Lo que haga o deje de hacer con ese icono da igual... Si el personaje es fuerte, resistirá (¿no lo hizo su amigo con aquella serie televisiva de los sesenta?)

Jero dijo...

Tenenbaum: vale, no es "Street Fighter", ni "Spice Girls: la película"; pero para lo que podría haber sido (imagínate el mismo material en manos de Tarantino, por ejemplo), me parece terriblemente decepcionante. Y no debería serlo, ojo, porque Snyder ya firmó en el pasado una película como "300", igualmente hortera, boba y artificial. Lo que pasa es que servidor siempre tiende a pensar en positivo y claro, luego pasa lo que pasa... Las versiones de Emily Browning están bastante bien, es verdad. Y también se coló en la banda sonora un tema de Skunk Anansie, lo cual siempre es de agradecer :)

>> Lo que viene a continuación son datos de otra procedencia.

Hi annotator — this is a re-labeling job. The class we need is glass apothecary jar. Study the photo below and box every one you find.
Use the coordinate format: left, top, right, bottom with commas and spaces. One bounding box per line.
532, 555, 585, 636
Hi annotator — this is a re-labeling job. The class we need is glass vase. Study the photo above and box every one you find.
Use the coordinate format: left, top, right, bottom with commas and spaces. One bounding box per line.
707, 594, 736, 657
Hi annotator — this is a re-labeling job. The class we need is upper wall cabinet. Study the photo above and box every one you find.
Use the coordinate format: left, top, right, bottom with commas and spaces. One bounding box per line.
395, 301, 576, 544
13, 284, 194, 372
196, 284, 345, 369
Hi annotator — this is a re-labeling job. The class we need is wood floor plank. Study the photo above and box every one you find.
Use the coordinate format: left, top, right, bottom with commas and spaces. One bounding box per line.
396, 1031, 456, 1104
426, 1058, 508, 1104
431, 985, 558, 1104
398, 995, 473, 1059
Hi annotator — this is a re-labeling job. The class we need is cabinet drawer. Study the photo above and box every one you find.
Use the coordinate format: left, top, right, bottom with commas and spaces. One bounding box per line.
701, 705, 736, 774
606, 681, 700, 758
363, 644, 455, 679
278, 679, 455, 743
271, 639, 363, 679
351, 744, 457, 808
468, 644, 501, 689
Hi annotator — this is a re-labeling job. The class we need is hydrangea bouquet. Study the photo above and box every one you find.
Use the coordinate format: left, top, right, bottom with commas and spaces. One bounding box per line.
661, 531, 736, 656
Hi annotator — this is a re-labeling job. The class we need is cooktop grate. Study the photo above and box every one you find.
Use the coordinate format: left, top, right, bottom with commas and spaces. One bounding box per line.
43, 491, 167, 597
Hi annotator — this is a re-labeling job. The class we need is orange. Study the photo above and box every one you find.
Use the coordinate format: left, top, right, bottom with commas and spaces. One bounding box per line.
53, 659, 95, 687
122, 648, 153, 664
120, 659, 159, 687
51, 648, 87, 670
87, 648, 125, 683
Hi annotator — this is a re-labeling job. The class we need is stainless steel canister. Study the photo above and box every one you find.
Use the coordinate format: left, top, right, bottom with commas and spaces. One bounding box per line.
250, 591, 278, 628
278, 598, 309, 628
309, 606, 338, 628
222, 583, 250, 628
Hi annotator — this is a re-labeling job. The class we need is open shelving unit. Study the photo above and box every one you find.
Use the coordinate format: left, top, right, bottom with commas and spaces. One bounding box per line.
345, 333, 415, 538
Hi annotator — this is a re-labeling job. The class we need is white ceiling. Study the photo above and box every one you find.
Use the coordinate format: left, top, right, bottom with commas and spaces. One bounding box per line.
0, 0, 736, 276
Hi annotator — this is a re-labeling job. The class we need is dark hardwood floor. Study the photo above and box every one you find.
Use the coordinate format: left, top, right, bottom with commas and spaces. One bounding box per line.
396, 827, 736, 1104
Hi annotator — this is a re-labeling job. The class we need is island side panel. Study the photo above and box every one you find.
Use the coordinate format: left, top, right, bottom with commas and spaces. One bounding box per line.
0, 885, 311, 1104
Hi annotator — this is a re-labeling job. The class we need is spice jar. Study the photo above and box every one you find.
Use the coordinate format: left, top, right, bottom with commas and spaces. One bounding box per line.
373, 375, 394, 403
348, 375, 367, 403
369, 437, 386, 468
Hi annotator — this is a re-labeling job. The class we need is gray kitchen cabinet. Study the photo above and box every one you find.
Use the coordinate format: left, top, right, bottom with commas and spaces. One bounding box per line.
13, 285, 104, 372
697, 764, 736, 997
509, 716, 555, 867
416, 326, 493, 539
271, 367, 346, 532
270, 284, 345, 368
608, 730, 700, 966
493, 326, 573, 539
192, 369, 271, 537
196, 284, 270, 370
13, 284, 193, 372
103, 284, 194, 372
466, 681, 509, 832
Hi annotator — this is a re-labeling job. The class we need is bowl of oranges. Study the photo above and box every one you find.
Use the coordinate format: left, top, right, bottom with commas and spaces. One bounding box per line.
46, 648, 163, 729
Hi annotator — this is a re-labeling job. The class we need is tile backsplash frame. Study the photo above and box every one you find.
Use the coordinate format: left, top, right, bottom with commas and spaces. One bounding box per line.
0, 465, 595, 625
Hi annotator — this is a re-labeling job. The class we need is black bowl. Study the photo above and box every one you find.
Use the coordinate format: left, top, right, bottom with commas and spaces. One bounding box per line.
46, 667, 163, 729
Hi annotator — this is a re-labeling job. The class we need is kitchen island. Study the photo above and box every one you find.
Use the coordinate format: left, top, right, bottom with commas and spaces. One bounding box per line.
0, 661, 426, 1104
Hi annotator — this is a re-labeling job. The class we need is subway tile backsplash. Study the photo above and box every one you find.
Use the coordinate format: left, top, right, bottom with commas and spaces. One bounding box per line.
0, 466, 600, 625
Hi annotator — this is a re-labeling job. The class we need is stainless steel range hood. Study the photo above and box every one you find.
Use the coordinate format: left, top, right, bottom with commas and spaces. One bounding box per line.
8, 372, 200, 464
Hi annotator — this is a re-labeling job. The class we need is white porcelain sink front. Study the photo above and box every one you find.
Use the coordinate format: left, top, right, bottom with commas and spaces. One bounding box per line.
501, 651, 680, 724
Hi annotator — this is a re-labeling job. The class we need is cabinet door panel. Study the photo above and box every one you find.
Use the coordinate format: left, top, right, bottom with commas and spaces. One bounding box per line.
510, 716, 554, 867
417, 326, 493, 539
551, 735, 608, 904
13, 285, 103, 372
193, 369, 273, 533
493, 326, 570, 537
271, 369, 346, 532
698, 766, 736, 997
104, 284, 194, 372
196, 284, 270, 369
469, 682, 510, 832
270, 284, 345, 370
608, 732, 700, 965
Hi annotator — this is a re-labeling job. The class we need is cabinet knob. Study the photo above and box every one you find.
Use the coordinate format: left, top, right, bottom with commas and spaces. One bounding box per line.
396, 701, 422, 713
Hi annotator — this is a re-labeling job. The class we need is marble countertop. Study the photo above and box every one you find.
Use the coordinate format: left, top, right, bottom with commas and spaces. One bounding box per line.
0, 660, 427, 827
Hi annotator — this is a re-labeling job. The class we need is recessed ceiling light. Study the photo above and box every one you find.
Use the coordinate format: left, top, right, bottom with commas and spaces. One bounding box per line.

David: si no te interesa la peli, tiempo, dinero y cabreo que te ahorras, la verdad. Aunque si no has leído toda la entrada se te habrá escapado el enlace a la versión de "Tomorrow never knows" que suena en la peli (lo digo como curiosidad, vamos; nada que hacer al lado de la original de tus chicos favoritos). El icono resistirá, claro (si resistió a "Smallville"...), pero eso no significa que no me vaya a doler cuando vea lo que le haga este señor... Ojalá Christopher Nolan ate bien corto a Snyder, porque pensar en un Superman volando a cámara lenta sobre una ciudad requetedigital durante 2 horas de película me da cien patadas. Mira que se ha criticado la secuela/remake de Bryan Singer (que a mí sí me gustó), pero apuesto a que contenía más cine que la futura versión de Snyder... Y si me equivoco, mejor para todos.

David dijo...

Pues sí se me había escapado (ya te había dicho que no había leído la entrada completa). Y bueno... pues casi mejor que se me hubiera escapado.
A ver si hay suerte y te equivocas.

charlie furilo dijo...

Menuda castaña. Snyder se ha debido quedar a gusto tras alumbrar semejante truño. Para una vez que voy al cine (no pisaba uno desde septiembre de 2010 para ver "Origen") y me topo con semejante memez. Menos mal que fui con invitación, que si no...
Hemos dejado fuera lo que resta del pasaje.